The orange nearly killed my eyes. Apart from that, why do you use fake testimonials? I'm assuming that, since in the bottom you have a person, called "Antonina K. Director of Operations, TrustGuard". The lady on the picture is Sarah Parmenter: http://ios-blog.co.uk/featured-posts/sarah-parmenter-web-and...
Hi David, well I should make it clear that it does nothing else behind the scenes other than make an HTTP call to get website data only when you hit click to get the data, that's about the only thing it does. I get wary of other extensions too when I install but I can tell you this app does not track sites you browse if that's your concern (you can inspect it yourself and see).
Your whois lookup is broken for ac.uk domains - for example, all of these requests return the whois data for ac.uk itself, rather than the specified domain:
The fact you have a quote from "Antonina K.
Director of Operations, TrustGuard" with a photo of "Sarah Parmenter, Owner of You Know Who" makes me think you made them up.
I wonder how many testimonials on the web are actually real?
I will start by saying that the site color scheme is pretty sharp for my eyes. I think you'll have a more polished look by having the background be white with a more neutral color palette.
For the extension itself: I like that it doesn't call out for information unless called upon, but if I ask for information about a site, I see no reason for you to have to collect the full URL and POST it to /track. That could lead to unexpected data leakage (as some URLs could be sensitive). You should probably get those API calls over to using HTTPS as well.

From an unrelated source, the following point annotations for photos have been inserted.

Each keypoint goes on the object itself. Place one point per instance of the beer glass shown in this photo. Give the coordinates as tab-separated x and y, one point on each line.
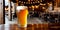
22	12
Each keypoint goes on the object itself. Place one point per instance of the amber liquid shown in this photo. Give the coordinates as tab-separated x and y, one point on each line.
22	17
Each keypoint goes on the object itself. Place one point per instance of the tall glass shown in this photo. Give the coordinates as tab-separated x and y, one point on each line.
22	12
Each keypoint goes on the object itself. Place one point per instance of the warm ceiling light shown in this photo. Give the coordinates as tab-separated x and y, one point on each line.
36	6
43	7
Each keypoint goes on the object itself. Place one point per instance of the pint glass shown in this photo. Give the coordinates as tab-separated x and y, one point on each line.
22	12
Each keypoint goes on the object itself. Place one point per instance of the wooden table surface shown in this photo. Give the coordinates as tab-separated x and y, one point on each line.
36	27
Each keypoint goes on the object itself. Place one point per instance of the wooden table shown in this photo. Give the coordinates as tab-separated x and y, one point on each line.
30	27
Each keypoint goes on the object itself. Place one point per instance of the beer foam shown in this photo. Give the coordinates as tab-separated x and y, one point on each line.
21	7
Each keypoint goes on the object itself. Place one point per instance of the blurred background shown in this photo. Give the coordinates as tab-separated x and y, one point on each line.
42	10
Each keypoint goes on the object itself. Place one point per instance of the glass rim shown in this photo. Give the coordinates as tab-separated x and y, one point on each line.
21	7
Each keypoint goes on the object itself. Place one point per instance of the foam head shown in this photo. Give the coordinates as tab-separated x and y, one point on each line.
21	7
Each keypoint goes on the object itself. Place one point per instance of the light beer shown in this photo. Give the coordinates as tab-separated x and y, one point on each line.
22	13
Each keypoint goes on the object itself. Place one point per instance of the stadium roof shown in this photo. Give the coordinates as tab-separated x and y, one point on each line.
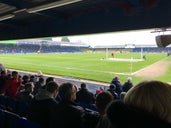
24	19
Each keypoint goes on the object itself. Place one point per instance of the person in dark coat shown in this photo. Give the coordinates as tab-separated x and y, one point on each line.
115	81
67	114
146	104
85	98
127	85
43	105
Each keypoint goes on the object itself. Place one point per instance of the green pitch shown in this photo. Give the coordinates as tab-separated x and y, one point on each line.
91	66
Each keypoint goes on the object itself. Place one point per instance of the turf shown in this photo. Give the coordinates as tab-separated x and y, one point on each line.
91	66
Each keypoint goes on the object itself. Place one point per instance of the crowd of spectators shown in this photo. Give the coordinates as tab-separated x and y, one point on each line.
67	105
32	48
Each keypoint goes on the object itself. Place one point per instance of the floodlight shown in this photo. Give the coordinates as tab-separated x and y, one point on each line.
52	5
5	17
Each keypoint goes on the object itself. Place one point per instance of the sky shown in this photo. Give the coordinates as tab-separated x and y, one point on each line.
137	37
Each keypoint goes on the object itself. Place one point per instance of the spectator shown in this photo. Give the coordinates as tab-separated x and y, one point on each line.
48	79
26	95
127	85
12	85
3	79
145	105
102	101
84	97
118	85
111	89
42	106
25	79
67	114
39	84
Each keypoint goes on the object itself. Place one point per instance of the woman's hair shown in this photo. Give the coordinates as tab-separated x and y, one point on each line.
153	96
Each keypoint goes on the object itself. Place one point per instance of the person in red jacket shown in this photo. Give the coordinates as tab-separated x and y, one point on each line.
12	85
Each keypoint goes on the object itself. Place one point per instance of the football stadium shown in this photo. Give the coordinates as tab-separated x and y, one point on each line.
98	80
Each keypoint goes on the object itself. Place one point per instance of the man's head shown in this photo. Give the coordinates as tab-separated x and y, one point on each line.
67	92
52	87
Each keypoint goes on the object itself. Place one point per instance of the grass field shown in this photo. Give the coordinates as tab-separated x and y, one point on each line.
91	66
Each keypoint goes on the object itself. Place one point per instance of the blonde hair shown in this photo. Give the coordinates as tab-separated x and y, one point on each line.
153	96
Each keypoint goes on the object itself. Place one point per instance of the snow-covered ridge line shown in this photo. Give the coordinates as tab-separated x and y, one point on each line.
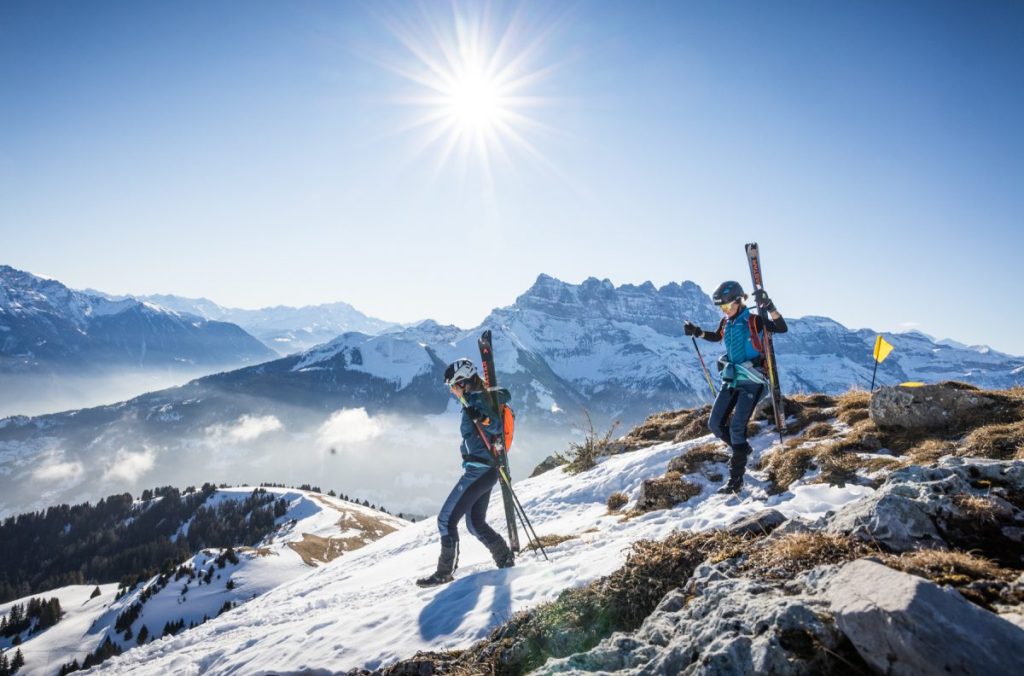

Also with every lookup, my console gets the log message "asdf", which is kind of weird. One thing I noticed is that the extension is pretty slow to get information. It appears it calls out for each item individually, and this leads to seven unique calls to your API that could be condensed into one request / response. If an API call fails with a 500 error, the entire stacktrace is dumped to the user. You'll want to disable debugging mode in your Express app to ensure that doesn't happen.
Since these APIs are public, you might want to consider rate limiting by IP, or you might find that your extension isn't the only consumer of them. A free and open WHOIS or Geolocation API that responds with JSON could be abused by other app developers, and having that already around moves the cost from them to you.
It might be an awesome extension, but if it's not related to the company at honeybadger.io, you need to rename the thing.
Even if the similarity was completely inadvertent, it's just going to lead to confusion and legal hassle, and could end up hurting your reputation more than the functionality of the extension will help it.
The most useful/interesting for me is the technology section. As that's not the easiest to get data about. Unfortunately the info that its giving is completely false/random. Checked it on a few websites that I've built or know the stack and the info shown is completely wrong.
www.builtwith.com provides much more information but they do not have a chrome plugin that I'm aware of. Definitely should check it out if your interested in this plugin.
Could you give me an example of a site you did? Although I know it's not 100% accurate, from my experience, they were fairly accurate. I am pulling data from builtwith.com btw.
So you know, your "Leave Feedback" button seems to lead to a survey / feedback form for "Competition Tab," rather than Honeybadger.
Edit: For what it's worth, if the plugin really does what it says it does on the Chrome Webstore page, it sounds really, really useful. Will try later.
> At the mere click of a button, our honeybadger will let you see how much traffic the site gets, how much money they raised, what powers their stack, and much more.